- A German motorcycle rider has been fined €17,000 ($19,000) after amassing 15 speeding violations in a six-week period this summer.
- The rider from Rüsselsheim was also handed a 31-month driving ban and received 22 points on his driving license.
- Because the speed traps only snapped vehicles from the front the rider mistakenly believed cops wouldn’t be able to track him down.
A motorcycle rider from Germany has been slapped with a hefty €17,000 ($19,000) fine after going on a speeding spree over the summer, mistakenly believing he would never be caught.
The unnamed rider from Rüsselsheim was snapped 15 times by speed traps, sometimes twice in the same day, over a six-week period during June and July. Cameras recorded him traveling at up to 131 km/h (81 mph) in a 50 km/h (31 mph) zone and blasting through 30 km/h (19 kmh) limits at 61 km/h (38 mph).
Related: A BMW Has America’s Highest Rate Of Speeding Tickets And You’ll Never Guess Which One
He even taunted cops by posing while speeding past the traps, knowing that the forward-facing cameras that are designed to help identify car drivers aren’t so useful on motorcycles, which don’t have front-mounted license plates. But local officials made it their mission to track the speed-obsessed rider down and sent police patrols out across the city to find him.

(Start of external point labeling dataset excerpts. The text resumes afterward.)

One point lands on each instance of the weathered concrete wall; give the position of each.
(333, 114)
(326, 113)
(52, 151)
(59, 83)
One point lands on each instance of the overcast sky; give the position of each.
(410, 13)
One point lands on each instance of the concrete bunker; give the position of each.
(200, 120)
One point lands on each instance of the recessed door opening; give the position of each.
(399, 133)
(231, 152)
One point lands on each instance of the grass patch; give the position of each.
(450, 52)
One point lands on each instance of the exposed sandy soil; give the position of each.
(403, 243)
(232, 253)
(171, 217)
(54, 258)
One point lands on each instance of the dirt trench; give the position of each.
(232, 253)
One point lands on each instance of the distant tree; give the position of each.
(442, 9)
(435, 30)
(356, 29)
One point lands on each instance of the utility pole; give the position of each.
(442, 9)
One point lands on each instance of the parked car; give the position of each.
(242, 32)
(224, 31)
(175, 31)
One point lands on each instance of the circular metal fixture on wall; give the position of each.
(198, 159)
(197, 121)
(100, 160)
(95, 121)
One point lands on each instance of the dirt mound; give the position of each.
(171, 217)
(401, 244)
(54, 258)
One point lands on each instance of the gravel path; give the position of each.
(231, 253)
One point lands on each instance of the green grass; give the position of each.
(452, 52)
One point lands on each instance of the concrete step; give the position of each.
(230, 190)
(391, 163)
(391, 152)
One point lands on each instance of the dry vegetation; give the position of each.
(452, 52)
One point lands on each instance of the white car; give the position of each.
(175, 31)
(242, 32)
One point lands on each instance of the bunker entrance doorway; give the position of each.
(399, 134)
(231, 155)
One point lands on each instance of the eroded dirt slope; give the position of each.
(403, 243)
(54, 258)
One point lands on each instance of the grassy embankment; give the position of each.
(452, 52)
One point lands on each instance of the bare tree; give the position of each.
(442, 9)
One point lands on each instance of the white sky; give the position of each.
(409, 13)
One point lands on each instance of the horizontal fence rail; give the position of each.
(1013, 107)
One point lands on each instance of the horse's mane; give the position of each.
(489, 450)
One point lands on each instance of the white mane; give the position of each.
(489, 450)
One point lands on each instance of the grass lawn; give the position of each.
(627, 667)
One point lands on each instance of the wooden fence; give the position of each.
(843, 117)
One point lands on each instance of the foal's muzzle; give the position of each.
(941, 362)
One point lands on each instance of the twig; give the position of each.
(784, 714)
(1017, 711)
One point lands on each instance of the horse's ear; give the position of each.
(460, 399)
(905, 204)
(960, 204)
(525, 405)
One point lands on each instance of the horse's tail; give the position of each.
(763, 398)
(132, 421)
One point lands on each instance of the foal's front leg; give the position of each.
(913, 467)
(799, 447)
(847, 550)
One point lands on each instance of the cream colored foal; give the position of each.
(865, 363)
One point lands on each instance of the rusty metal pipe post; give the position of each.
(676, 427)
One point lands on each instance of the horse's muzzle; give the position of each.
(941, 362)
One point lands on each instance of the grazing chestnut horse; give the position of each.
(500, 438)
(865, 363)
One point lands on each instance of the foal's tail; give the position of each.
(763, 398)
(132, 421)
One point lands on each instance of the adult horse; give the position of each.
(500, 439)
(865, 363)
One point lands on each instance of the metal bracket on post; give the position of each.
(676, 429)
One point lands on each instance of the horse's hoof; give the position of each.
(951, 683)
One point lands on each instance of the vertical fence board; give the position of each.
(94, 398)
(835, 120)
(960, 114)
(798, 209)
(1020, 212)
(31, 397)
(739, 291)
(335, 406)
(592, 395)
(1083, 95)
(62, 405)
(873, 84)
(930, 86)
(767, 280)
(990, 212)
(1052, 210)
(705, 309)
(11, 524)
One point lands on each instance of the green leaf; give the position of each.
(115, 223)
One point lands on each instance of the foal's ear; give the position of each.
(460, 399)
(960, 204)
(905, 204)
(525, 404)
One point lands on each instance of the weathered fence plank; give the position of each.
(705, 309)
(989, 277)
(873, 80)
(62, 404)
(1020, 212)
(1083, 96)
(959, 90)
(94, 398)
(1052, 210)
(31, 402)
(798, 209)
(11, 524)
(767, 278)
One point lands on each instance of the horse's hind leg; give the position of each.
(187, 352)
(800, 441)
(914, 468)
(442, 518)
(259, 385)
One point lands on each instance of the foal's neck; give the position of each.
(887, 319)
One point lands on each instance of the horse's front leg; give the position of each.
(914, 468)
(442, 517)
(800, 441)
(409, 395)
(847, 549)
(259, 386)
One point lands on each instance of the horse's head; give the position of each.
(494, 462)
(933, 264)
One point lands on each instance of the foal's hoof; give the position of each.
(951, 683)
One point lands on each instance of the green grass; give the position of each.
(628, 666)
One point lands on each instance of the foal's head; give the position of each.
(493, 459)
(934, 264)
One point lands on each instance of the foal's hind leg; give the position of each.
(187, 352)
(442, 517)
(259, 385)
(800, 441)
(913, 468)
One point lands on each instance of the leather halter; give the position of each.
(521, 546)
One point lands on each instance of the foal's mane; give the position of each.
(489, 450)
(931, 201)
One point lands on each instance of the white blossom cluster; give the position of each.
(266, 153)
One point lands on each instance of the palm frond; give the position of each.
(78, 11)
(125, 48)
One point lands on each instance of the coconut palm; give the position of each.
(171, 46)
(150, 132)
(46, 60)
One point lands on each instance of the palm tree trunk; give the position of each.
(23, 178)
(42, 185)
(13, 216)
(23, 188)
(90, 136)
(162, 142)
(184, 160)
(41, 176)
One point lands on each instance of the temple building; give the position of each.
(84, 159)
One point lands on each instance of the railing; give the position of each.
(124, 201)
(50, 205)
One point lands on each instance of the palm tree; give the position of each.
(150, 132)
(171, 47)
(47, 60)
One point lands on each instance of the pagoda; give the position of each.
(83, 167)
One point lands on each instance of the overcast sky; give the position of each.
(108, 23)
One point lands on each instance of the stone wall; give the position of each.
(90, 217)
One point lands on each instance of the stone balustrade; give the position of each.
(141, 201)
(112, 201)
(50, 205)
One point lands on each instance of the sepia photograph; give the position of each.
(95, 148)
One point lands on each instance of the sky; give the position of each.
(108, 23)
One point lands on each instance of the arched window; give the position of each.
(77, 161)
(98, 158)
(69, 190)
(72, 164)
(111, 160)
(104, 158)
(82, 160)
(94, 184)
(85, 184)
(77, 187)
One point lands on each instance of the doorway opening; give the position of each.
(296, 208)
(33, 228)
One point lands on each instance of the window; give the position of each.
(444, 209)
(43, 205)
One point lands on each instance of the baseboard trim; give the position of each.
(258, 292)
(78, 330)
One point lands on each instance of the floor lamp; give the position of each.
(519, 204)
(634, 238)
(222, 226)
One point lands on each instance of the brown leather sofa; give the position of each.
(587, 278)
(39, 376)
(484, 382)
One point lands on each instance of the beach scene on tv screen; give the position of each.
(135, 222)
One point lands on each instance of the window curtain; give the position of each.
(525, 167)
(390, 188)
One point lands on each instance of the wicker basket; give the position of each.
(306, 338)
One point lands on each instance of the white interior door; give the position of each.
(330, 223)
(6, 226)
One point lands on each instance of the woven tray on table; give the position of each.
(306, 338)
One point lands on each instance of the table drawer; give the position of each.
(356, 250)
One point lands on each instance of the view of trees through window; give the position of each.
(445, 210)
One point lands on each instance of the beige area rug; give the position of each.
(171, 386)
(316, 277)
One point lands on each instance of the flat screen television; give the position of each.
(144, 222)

Before long, they’d located who they believed to be the wanted rider and carefully compared him and his bike with the many images the speed traps had amassed. Their game was up, apparently to the shock of the rider, who told cops he never thought they’d find him.
But from that point, what probably seemed like a bit of fun to the “young” rider suddenly got serious. Eleven of his 15 offenses have so far been processed, landing him with a €17,000 fine, a 31-month driving ban, and 22 points on his license.
German news site Hessenschau explains that a mere eight points is enough to get your license taken away and that to win it back the rider will need to prove that he’s fit enough to deserve the privilege. We suspect he’s going to struggle to persuade any licensing officials of that for a few years to come.
While a $19k fine is definitely not small change, it looks that way compared with the $128,000 fine a BMW driver recently received for tailgating another car in Switzerland, where driver penalties are means-tested.